HTAP au cours de la sclérodermie systémique : un espoir plutôt déçu avec les prostanoïdes

L’hypertension artérielle pulmonaire (HTAP) concerne environ 10 % des patients atteints de sclérodermie systémique (SSc). Elle met rapidement en jeu le pronostic vital et l’arrivée de la prostacycline (PGI2) et de ses analogues, dénommés prostanoïdes administrés par voie parentérale a suscité bien des espoirs en tant que traitement symptomatique. Des résultats encourageants quoique souvent anecdotiques ont été en effet obtenus. Une petite étude de cohorte mérite à cet égard d’être rapportée.

Elle a inclus, entre novembre 2006 et novembre 2020, 81 patients (âge médian 61 ans, écart interquartile 54-67 ans, femmes : 84 %) atteints d’une SSc compliquée d’une HTAP confirmée par cathétérisme droit. L’état clinique et hémodynamique a été évalué avant et après la mise en route d’un traitement par les prostanoïdes. Des scores validés ont été utilisés à cette fin, notamment celui de l’ESC (European Society of Cardiology) et REVEAL. La survie a été estimée à partir des bases de données du National Health ServiceSpine et des établissements hospitaliers.

Effet symptomatique réel mais peu de répondeurs

L’administration des prostanoïdes n’a pas été sans effet, puisqu’elle a abouti à une amélioration significative des paramètres cliniques et hémodynamiques. Ainsi, 16,6 % des participants ont gagné une classe fonctionnelle (p = 0,041). Sur le plan hémodynamique, la pression artérielle pulmonaire moyenne a diminué de 6,5 mm Hg, p =0,036) et les résistances vasculaires pulmonaires de -2,6 WU (Wood Units, p =0,012). L'index cardiaque, pour sa part a augmenté de 0,7 l/min/m2, p =0,003) et la saturation en oxygène du sang veineux mêlé (SvO2) (de +3 %, p =0,036). A un, trois et cinq ans, les taux de survie en cas d’HTAP traitée par les prostanoïdes étaient respectivement de 64 %, 31 % et 18 %.

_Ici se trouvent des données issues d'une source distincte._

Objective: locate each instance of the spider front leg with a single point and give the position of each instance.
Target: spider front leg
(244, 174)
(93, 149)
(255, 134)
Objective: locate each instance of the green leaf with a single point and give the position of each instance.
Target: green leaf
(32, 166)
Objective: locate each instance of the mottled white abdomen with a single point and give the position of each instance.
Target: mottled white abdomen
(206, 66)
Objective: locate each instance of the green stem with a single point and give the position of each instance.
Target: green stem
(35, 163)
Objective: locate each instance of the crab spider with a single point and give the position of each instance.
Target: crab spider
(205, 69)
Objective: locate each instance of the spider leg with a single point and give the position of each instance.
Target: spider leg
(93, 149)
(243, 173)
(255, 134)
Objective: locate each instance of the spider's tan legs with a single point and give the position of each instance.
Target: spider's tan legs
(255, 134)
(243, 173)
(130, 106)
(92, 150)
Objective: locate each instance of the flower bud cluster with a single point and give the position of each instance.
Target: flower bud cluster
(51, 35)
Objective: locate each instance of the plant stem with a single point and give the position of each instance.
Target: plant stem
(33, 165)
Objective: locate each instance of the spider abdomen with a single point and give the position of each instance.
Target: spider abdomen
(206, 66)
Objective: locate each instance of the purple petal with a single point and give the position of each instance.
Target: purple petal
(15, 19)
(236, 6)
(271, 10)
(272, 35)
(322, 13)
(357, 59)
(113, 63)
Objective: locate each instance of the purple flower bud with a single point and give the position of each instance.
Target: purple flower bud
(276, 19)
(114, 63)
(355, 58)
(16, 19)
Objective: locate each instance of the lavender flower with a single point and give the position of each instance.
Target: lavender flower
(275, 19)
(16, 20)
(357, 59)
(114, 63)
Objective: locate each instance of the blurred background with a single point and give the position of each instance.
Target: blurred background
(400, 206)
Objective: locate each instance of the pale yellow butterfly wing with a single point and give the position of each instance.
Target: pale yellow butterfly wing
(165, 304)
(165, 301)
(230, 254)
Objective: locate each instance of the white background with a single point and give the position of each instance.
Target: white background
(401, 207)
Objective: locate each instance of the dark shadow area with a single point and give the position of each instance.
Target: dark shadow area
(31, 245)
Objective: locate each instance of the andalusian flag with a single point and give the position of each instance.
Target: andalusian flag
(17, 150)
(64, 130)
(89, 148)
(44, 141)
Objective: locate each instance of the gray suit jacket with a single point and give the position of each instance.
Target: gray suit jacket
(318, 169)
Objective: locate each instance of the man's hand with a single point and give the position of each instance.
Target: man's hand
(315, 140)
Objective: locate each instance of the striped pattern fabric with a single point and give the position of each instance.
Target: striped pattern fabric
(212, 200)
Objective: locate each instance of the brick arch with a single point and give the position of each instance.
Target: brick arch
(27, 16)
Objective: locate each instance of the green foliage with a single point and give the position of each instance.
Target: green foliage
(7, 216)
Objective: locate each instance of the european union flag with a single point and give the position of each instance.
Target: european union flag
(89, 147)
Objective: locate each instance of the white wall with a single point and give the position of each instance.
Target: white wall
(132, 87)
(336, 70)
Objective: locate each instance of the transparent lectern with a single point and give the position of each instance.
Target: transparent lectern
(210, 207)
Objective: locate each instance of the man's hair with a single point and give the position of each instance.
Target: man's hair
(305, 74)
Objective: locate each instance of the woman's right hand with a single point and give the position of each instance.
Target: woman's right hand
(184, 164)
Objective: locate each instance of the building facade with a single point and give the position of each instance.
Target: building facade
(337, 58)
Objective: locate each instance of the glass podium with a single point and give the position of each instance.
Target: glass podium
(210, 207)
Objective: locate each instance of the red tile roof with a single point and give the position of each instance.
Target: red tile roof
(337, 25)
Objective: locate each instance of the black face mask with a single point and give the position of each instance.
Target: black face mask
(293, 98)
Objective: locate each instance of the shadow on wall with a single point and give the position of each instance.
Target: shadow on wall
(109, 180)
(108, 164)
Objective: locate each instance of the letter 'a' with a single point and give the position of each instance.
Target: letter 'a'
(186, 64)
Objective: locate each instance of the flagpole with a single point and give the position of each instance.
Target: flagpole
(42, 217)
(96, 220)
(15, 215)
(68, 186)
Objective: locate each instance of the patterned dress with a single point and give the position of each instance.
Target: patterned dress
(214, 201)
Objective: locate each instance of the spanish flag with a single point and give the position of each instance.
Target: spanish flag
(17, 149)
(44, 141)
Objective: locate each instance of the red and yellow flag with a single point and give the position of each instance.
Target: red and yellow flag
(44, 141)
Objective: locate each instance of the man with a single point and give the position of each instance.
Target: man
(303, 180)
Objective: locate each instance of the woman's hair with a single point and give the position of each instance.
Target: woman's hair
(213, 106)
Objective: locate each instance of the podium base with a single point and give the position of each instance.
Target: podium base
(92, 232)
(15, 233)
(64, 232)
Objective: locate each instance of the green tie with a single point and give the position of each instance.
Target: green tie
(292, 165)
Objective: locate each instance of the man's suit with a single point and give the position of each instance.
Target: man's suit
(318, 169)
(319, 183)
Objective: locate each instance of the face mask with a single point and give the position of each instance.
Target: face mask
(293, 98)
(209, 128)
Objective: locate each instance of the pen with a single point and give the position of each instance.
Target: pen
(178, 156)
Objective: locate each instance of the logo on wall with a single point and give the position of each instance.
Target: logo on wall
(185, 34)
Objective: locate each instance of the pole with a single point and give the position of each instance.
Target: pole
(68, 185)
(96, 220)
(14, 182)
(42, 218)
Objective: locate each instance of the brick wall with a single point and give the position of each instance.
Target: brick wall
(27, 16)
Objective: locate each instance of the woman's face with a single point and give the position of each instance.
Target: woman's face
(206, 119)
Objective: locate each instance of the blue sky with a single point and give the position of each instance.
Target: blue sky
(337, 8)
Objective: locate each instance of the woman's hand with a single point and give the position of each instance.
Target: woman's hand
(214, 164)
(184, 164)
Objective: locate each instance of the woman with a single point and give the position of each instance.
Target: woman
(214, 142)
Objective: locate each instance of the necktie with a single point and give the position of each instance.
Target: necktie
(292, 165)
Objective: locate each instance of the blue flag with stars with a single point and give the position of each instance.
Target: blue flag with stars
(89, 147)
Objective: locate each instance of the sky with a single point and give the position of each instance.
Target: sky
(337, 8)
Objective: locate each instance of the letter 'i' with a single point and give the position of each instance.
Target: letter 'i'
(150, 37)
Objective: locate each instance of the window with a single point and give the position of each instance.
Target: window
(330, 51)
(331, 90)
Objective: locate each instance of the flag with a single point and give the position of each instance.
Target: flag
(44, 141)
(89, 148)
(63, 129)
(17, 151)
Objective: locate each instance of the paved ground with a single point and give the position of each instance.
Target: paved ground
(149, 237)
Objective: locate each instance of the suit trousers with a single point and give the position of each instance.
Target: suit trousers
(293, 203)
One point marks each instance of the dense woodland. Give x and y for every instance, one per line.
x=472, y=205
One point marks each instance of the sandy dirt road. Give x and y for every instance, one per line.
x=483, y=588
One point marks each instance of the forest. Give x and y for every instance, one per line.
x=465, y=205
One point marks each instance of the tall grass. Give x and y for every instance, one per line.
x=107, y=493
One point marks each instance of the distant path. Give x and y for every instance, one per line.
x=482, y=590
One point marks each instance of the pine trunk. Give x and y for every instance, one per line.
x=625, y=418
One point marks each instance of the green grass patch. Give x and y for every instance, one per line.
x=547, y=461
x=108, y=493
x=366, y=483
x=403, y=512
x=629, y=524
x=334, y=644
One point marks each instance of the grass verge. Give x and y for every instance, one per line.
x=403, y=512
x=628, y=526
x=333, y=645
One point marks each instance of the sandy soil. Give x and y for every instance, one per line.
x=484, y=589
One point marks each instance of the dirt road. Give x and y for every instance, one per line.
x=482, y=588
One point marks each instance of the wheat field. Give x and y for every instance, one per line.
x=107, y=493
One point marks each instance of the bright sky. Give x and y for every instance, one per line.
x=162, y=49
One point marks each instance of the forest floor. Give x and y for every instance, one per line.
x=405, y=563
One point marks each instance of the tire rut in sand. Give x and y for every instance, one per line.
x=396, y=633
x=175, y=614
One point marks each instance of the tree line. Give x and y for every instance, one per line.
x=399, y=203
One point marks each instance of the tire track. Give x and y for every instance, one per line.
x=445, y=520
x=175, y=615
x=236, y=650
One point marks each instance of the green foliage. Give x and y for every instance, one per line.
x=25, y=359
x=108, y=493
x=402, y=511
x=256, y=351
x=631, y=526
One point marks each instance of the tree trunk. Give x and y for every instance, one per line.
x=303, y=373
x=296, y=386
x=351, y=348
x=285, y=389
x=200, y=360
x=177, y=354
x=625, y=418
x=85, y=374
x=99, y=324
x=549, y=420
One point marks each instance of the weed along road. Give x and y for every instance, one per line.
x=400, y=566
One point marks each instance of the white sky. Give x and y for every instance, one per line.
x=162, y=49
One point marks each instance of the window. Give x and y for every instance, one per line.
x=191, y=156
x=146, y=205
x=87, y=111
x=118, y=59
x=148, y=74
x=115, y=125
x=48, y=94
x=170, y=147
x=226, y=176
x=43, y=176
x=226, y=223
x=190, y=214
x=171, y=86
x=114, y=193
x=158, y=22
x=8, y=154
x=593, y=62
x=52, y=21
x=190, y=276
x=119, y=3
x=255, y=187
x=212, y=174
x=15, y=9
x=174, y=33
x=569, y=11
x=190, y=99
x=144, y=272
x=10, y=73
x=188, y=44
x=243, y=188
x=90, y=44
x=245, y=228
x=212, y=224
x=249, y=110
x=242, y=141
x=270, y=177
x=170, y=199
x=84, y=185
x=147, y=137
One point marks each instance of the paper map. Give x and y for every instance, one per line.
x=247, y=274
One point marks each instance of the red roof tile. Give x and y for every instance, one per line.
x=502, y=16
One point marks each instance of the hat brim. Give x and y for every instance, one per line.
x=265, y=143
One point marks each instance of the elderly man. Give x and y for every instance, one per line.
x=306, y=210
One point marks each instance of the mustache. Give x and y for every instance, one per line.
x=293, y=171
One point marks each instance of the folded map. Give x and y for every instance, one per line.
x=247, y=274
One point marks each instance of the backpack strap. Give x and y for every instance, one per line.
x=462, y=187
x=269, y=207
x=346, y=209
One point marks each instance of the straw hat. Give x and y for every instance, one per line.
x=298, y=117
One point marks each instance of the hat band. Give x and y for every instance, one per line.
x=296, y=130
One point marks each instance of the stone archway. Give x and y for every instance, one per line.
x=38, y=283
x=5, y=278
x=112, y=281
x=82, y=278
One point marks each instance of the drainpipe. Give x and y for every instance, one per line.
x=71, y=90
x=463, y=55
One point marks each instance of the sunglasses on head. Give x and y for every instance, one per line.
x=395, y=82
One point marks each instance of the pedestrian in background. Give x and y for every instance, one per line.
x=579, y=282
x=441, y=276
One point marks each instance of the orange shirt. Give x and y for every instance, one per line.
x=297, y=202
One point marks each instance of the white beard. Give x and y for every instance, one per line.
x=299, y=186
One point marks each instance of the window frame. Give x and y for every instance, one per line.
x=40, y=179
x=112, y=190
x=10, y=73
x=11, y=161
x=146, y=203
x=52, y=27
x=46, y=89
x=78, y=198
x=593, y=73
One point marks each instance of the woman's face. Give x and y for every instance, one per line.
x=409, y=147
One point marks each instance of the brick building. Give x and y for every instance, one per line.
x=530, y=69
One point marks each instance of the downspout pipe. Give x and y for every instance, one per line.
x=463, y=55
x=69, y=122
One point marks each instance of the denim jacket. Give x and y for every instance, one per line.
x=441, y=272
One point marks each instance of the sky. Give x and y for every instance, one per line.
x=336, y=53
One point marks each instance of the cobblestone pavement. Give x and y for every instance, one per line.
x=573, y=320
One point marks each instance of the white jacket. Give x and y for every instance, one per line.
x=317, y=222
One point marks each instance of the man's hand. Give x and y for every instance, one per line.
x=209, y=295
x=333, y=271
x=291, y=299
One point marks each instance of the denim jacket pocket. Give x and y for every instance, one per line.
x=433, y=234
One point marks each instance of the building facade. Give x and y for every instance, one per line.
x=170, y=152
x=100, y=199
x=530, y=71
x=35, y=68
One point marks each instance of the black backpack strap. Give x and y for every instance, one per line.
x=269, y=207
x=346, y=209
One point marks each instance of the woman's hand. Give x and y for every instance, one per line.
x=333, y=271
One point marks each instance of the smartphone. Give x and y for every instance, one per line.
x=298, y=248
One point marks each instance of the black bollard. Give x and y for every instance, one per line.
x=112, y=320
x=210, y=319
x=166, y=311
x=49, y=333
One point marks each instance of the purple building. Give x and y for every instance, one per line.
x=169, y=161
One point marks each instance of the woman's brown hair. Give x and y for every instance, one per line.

Les analyses multivariées ont permis d’identifier plusieurs variables prédictives du pronostic : âge avancé (Hazard Ratio HR : 1,043, intervalle de confiance à 95 % IC 95% : 1,011-1,075, p = 0,007), taux élevés de N-terminal pro-brain natriuretic peptide (HR : 2,191, IC 95% : 1,131-4,243, p = 0,020), SvO2 plus faible (HR : 0,962, IC 95% : 0,926-0,998, p = 0,039). Des scores cliniques défavorables à l’état basal et au terme d’un suivi médian de 6,5 mois ont été également associés à des taux de survie plus faible

En cas d’HTAP secondaire à une SSc, les prostanoïdes IV font donc preuve d’une efficacité plutôt modeste. Certes, l’étude en question n’est pas contrôlée, mais l’impact sur la survie, si tant est qu’il existe, n’est guère spectaculaire, ce qui cadre avec les résultats d’études portant sur des effectifs plus conséquents. L’effet symptomatique est significatif, quoique faible et le pourcentage des répondeurs ne dépasse pas 17 %.


Dr Philippe Tellier

Référence
Vlachou M et coll. : Intravenous prostanoids in systemic sclerosis-associated pulmonary arterial hypertension: a single-centre experience. Rheumatology (Oxford). 2022; 61(3):1106-1114. doi: 10.1093/rheumatology/keab478.